The other man looked up and his eyes widened. That was flattering, considering he was maybe early thirties, floppy dark-blond hair, nice blue eyes, nice smile, nice all over. Two delicious boys within the space of an hour. This time I remembered to smile and bat the old eyelashes when he rose to shake my hand. Nice cool grip. A broke-ass girl could do worse than snag a lawyer.
“We’re working out the details of the prenuptial agreement,” said Cole. “We just need signatures and I can get this notarized.”
I signed the papers presumably protecting Rye from the frat boy making off with her money and asked if I could speak with her privately. She took me into a dining room so dazzling I had to squint. The only thing not blinding white was the pitcher of mimosas on the table.
“Yasmina! Another glass!” Rye turned to me apologetically. “She’s slow.”
“You have a maid? Why couldn’t she sign for you?”
Rye waved her hand. “Oh, she’s Mexican or whatever. They don’t count.”
Ay-yi-yi, this girl. For a moment I wondered if she was even worth saving.
“Hang on, I’m Instgramming this.” She held out her phone and pouted, getting a shot of herself duck-lipped and me gaping like a grouper.
“Ok, shoot.”
“Look, Rye. There’s something you should know before your bir—before the wedding.”
She paled. “Is it Steve and that bitch Courtney? I knew it!”
Who was Steve again? Oh right, the fiancé. “No, not Steve. It’s you. Well, more
me, really. You know how I pretend to be psychic?”
Yasmina bustled in with a fresh pitcher and a clean glass. Rye poured out two mimosas and slid one toward me. Why the hell not? It was almost 11 a.m. “Yeah, that was fun.”
“The truth is, I’m a real psychic. I see things, they come true. I can look into people’s pasts. I can’t always control the visions but I’m telling you they’re real. I know how crazy this sounds—”
“That’s dope,” she said calmly. “So Steve isn’t banging Courtney? Amber is a lying beeyotch. I’ll put the purple zap on her. I’m gonna tear her eyelashes off.”

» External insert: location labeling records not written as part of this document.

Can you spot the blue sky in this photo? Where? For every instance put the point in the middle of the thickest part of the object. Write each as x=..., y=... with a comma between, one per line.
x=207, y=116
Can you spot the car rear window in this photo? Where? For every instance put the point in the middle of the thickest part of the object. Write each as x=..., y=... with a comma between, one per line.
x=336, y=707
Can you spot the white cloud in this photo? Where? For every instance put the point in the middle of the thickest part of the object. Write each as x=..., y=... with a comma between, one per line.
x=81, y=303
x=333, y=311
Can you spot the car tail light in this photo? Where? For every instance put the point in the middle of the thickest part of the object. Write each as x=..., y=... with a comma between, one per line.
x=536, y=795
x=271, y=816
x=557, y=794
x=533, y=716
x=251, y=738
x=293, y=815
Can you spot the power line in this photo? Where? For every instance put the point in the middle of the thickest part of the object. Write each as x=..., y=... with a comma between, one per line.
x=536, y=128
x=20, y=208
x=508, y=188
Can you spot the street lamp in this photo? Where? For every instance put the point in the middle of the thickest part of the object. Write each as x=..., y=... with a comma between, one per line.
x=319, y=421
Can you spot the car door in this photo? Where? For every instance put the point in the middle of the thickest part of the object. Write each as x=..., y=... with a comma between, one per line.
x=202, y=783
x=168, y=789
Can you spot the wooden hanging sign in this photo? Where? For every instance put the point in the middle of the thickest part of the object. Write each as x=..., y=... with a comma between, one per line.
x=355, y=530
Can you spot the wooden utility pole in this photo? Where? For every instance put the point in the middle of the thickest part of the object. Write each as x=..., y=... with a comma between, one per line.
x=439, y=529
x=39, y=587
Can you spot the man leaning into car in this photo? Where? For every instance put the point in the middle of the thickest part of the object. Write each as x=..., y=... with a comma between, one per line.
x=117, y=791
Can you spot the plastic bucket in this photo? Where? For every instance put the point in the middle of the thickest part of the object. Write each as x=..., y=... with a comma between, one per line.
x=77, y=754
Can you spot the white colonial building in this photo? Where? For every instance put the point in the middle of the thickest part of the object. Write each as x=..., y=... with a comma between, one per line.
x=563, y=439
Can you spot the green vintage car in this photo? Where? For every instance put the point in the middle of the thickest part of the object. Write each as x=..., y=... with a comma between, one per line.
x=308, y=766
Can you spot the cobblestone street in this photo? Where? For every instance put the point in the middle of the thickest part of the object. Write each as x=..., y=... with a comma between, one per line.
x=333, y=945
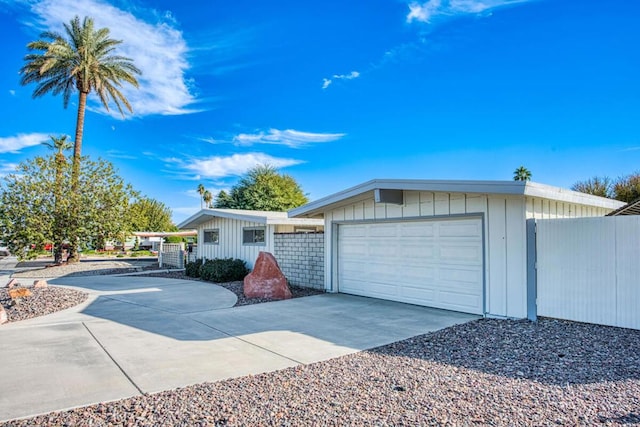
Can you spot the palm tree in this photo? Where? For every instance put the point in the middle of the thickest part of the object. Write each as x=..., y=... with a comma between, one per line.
x=522, y=174
x=60, y=145
x=208, y=198
x=82, y=62
x=201, y=191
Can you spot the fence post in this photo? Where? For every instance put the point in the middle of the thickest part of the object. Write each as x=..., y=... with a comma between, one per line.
x=532, y=285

Yikes. “So you believe me?”
She shrugged. “There’s a lotta weird in this world.”
That was easy. Now to Round Two, in which I ruin a girl’s life.
“What I saw was that you’re in great danger. We both are. You’re going to have to work with me if you want to stay safe.”

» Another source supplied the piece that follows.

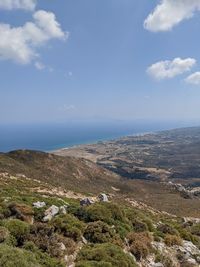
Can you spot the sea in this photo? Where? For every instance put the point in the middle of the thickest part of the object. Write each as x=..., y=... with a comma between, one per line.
x=52, y=136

“Oemgee! What kind of danger? What do I do?”
A damn good question. The running-to-scare-Rye part I had figured out. The doing-something-about-it, not so much. I needed more information, which meant talking to the last remaining member of my family, which was going to suck moose balls. And since Mr. Doll was from a sort of cadet branch of voodoo, I’d need to find the swamp witch who summoned him and, well, tear her eyelashes off.
“It’s kind of a curse,” I told Rye.
“Ew.”
She was taking it awfully well. I thanked the numbing properties of booze, raising my glass to my lips. To booze!
“It seems a demon is after you, and on your birthday-slash-wedding day, there’s a possibility that you might be, like, sorta dragged into hell. Fun bonus fact: I’m scheduled for the same fate. So we have that in common.”
“Shit. Okay, I need thinking food. Yasmina! Chips and guac! And sour cream. No, nachos with guac and sour cream and cheese.”
“How can you eat like that and stay so thin?” I asked, not bothering to hide my jealousy the same way I hadn’t bothered to hide my fat arms. I should lift weights more often, but it was boring and my arms got tired.